_jean-luc-melenchon_m.jpgParfois, le temps s'accélère. Tout semble immobile, les perspectives lointaines. Et puis, des actes ouvrent des perspectives. La clarification au parti socialiste est un de ces actes politiques de nature à créer du neuf. En plaçant en tête des votes Ségolène Royal puis Bertand Delanoé, cette force politique marque son ancrage sur une voie sociale démocrate attirée par le libéralisme, qu'il soit néo, social ou maîtrisé.
Le départ dans ces conditions de Jean-Luc Ménlenchon de son parti dont nul ne peut douter de son attachement est d'abord une décision émouvante puis courageuse. Car si cela ouvre de nouvelles perspectives, c'est d'abord le constat de l'échec de ce parti à s'ancrer sur des valeurs de gauche. Des valeurs qui n'abandonnent pas l'émancipation humaine aux règles du marché où seuls les tenants d'une classe sociale ne peuvent s'en sortir.
La gauche perd au niveau national et en Europe, non pas à cause d'être trop à gauche mais pas assez.
Les congrès à venir du parti socailiste et du parti communiste peuvent être de bonnes occasions de redéfinir les contenus de cette notion de gauche.
Je souhaite en ce qui me concerne être utile à participer à ce débat au sein de mon parti, le parti communiste.
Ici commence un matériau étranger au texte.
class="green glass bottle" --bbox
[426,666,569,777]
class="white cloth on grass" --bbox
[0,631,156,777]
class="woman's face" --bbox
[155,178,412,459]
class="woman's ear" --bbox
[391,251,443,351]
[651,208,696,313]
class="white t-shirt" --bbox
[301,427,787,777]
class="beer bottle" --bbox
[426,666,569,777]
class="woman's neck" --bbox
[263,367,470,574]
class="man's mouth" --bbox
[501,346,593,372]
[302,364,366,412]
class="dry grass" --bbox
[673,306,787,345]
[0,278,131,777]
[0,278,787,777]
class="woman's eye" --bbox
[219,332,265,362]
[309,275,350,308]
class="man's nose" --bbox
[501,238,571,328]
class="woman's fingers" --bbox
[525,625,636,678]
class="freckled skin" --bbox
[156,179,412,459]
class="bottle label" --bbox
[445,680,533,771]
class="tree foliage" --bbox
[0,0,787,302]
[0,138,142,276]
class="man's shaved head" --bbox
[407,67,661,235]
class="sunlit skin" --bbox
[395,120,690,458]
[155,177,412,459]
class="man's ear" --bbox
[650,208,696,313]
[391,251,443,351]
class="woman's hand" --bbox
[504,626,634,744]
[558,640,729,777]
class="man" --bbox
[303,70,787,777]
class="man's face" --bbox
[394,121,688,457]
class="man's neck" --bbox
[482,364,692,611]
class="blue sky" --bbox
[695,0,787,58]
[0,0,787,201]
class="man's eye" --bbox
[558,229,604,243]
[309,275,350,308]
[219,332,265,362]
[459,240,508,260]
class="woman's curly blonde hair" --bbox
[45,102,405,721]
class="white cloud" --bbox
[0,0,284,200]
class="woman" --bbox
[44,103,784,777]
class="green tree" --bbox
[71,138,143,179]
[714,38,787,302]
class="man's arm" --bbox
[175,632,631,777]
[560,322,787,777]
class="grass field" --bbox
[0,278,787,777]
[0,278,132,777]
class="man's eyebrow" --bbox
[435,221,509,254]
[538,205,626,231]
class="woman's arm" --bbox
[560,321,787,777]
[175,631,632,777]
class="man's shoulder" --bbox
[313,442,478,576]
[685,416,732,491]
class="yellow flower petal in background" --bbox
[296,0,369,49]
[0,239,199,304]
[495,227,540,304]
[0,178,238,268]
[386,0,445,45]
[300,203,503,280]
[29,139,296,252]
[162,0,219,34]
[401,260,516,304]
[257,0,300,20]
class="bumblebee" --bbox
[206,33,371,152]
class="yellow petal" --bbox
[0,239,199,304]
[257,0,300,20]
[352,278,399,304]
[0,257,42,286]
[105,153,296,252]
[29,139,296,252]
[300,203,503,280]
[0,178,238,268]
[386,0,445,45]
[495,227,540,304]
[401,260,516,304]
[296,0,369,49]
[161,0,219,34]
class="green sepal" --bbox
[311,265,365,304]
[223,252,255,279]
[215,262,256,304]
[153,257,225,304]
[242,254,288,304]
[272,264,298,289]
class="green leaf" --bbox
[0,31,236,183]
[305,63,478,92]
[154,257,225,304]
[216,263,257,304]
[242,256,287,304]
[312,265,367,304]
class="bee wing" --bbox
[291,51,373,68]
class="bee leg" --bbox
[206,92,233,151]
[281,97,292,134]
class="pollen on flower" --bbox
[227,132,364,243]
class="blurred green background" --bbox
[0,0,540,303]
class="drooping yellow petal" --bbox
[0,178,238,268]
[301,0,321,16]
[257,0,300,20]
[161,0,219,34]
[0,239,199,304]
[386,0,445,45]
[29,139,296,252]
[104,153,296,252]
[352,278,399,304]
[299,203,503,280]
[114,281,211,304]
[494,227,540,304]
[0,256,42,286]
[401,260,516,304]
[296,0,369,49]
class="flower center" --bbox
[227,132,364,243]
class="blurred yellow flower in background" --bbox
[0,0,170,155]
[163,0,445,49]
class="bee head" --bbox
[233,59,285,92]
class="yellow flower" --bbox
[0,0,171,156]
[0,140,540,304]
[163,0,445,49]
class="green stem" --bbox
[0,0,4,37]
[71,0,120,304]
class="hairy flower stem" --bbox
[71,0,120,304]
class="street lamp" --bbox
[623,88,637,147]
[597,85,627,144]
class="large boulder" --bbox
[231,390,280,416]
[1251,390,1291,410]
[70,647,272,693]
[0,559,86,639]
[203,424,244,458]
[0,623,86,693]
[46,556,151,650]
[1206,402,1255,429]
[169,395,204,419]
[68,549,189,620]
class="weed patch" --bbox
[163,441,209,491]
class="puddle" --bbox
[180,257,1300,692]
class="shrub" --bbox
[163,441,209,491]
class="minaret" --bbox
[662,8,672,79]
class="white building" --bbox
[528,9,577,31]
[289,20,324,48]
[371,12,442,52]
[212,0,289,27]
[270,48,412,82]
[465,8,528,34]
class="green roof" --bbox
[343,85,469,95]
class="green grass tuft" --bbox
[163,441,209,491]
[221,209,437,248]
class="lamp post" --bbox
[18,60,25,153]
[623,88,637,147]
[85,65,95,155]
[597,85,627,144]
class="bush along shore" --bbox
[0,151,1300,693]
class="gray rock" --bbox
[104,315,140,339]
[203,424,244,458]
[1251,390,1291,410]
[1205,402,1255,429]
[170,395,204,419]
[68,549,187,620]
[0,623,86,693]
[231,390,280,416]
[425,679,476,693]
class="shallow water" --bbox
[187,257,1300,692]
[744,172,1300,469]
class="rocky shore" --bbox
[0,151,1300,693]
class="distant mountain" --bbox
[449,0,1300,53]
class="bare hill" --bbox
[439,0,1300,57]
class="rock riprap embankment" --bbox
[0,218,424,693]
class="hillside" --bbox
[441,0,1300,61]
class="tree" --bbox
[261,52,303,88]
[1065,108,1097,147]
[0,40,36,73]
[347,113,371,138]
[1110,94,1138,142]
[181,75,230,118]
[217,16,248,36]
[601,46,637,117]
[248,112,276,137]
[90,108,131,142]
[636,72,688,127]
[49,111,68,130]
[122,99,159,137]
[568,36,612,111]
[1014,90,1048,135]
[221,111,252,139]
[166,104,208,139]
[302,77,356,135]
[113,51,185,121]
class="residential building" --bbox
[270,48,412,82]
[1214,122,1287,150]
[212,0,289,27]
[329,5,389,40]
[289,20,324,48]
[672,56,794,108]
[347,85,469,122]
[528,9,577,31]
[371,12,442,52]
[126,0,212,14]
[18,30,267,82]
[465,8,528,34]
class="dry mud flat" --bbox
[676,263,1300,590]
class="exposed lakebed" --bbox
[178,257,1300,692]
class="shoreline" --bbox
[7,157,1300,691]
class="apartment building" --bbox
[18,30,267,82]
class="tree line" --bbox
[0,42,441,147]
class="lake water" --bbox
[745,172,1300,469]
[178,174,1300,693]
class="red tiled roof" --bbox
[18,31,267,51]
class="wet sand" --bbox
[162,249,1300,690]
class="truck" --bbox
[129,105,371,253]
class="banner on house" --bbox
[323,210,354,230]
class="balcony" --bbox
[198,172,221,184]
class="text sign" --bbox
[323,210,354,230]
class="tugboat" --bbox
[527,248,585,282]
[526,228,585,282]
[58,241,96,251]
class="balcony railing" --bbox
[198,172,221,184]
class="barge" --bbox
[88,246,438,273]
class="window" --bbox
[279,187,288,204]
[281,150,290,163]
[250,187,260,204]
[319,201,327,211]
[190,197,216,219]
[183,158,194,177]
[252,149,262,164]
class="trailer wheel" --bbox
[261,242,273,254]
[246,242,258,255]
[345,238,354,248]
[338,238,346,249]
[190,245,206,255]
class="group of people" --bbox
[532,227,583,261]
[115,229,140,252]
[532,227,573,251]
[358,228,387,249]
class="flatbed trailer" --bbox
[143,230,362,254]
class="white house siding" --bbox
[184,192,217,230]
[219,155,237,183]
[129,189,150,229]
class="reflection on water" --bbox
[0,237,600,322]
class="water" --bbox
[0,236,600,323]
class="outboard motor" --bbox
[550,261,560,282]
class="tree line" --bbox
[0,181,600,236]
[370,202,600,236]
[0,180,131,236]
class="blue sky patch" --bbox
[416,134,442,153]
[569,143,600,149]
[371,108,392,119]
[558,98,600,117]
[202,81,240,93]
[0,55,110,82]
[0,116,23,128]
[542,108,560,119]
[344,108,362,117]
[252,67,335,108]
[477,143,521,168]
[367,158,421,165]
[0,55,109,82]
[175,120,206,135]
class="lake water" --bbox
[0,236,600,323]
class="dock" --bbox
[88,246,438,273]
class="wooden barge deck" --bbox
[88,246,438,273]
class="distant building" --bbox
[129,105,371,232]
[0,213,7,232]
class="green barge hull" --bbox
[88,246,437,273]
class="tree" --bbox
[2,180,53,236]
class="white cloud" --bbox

J'en ai pour autant pas moins la conviction, que de nouveaux rassemblements, non pas autour du PC mais avec, composés de la nouvelle force "ça suffit comme ça" nom provisoire de la nouvelle formation initiée par Jean-Luc Mélenchon, de minoritaires de la LCR, et d'autres, deviennent plus crédibles.
Les élections européennes peuvent être l'occasion d'une première coopération utile à réouvrir l'espoir en France, d'une gauche vivante, créatrive et utile à chacun.